Credit Suisse has until Monday morning to reassure the markets

(Zurich) Credit Suisse must find ways to reassure the markets at all costs before they open on Monday morning, even if the second largest bank in Switzerland is one of 30 banks worldwide considered too big to fail.


Silence reigns Saturday both on the side of Credit Suisse and UBS, the number one of the Swiss bank which is presented as the buyer of choice of all or part of its rival, in the eyes of the central bank and the gendarme of the financial markets, equally discreet.

The Swiss market opens at 4:00 a.m. (Eastern time) on Monday and if nothing convinces investors that a good solution is found for an establishment that is considered a weak link, it may have an even worse day. as Wednesday, March 15.

The stock had hit a historic low of 1.55 Swiss francs (around C$2.30) and at the close Credit Suisse’s market valuation was just CHF 7 billion.

So how to reassure? Friday evening, the FinancialTimes (FT) opened the ball saying that UBS was in talks for the total or partial takeover of its rival.

The Swiss central bank (SNB) “wants a simple solution before the markets open on Monday”, assures the business daily, adding that it is not certain that an agreement can be found.

On Saturday, the FT returned to the charge claiming that the American asset management giant BlackRock also had its sights on the bank and was organizing a round. But a spokesperson strongly denied this to AFP: “BlackRock is not involved in any project to acquire all or part of Credit Suisse and sees no interest in doing so. »

The distrust of investors and partners forced the central bank to lend 50 billion Swiss francs (more than 74 billion Canadian dollars) to breathe new life into the Zurich establishment and reassure the markets.

But the respite was short-lived and buying the bank would therefore not be expensive, but an acquisition of this size is of formidable complexity, even more so when it is done in a hurry.

Redemption but of what?

Credit Suisse has just experienced two years marked by several scandals, which revealed, by management’s own admission, “substantial weaknesses” in its “internal control”. Finma had accused him of having “seriously breached his prudential obligations” in the bankruptcy of the financial company Greensill, which marked the beginning of his setbacks.

In 2022, the bank suffered a net loss of 7.3 billion Swiss francs, against the backdrop of massive withdrawals of money from its customers.

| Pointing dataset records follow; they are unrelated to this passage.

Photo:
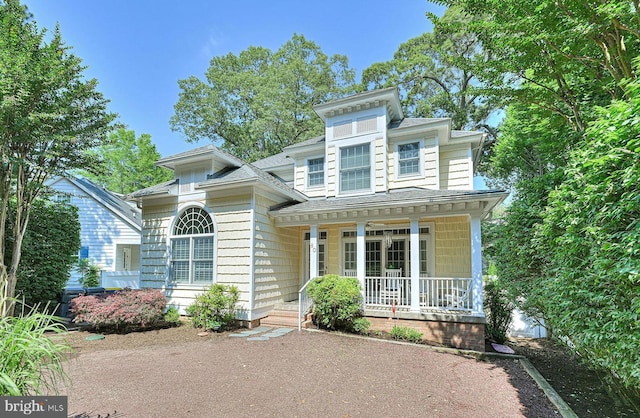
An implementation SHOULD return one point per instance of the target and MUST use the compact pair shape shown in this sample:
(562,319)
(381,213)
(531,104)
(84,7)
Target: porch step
(284,315)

It still expects a “substantial” pre-tax loss this year.

This is a bank that never seems to get its house in order,” IG analyst Chris Beauchamp commented in a market note this week.

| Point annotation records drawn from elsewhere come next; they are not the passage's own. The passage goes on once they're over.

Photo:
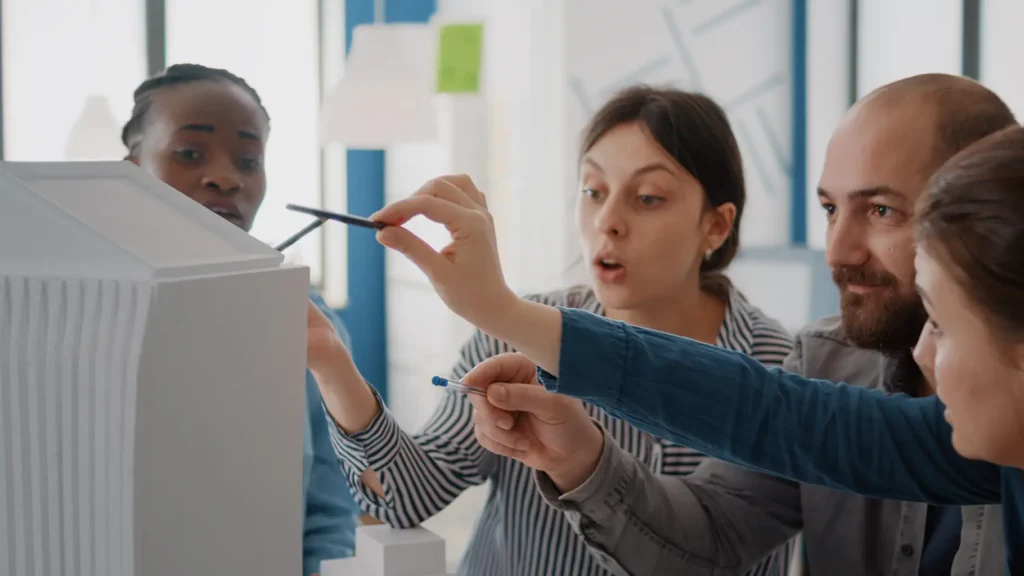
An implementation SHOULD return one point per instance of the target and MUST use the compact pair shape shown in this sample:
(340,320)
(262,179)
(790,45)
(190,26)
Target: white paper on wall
(69,367)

And it’s not clear that UBS, which spent several years recovering from the shock of the 2008 financial crisis, will want to embark on further restructuring now that it’s beginning to reap the rewards of its efforts.

Again on Wednesday, its chief executive Ralph Hamers made it clear he wanted to focus on the bank’s strategy and declined to answer a hypothetical question.

The Competition Commission might also raise eyebrows.

One of the options, according to some analysts, would be to float the Swiss branch of Credit Suisse, which combines retail banking and loans to SMEs. This would also avoid massive layoffs in Switzerland because of the inevitable duplication. Only fund management and wealth management could be sold to UBS or another suitor, says the FT.


PHOTO FABRICE COFFRINI, AGENCE FRANCE-PRESSE ARCHIVES

Faster, stronger

At the end of October, Credit Suisse unveiled a vast restructuring plan including the elimination of 9,000 positions by 2025, or more than 17% of its workforce.

The bank, which employed 52,000 people at the end of October, intends to refocus on its most stable activities and radically transform its business banking.

A large part of the activities of the investment bank, which suffered heavy losses, are to be consolidated under the First Boston brand and then gradually outsourced.

But Morningstar analysts consider the restructuring both “too complex” and not thorough enough. In particular, they suggest that Credit Suisse sell its brokerage business.

Analysts at US bank JP Morgan are considering a more drastic option: for Credit Suisse to “completely” shut down its investment banking business.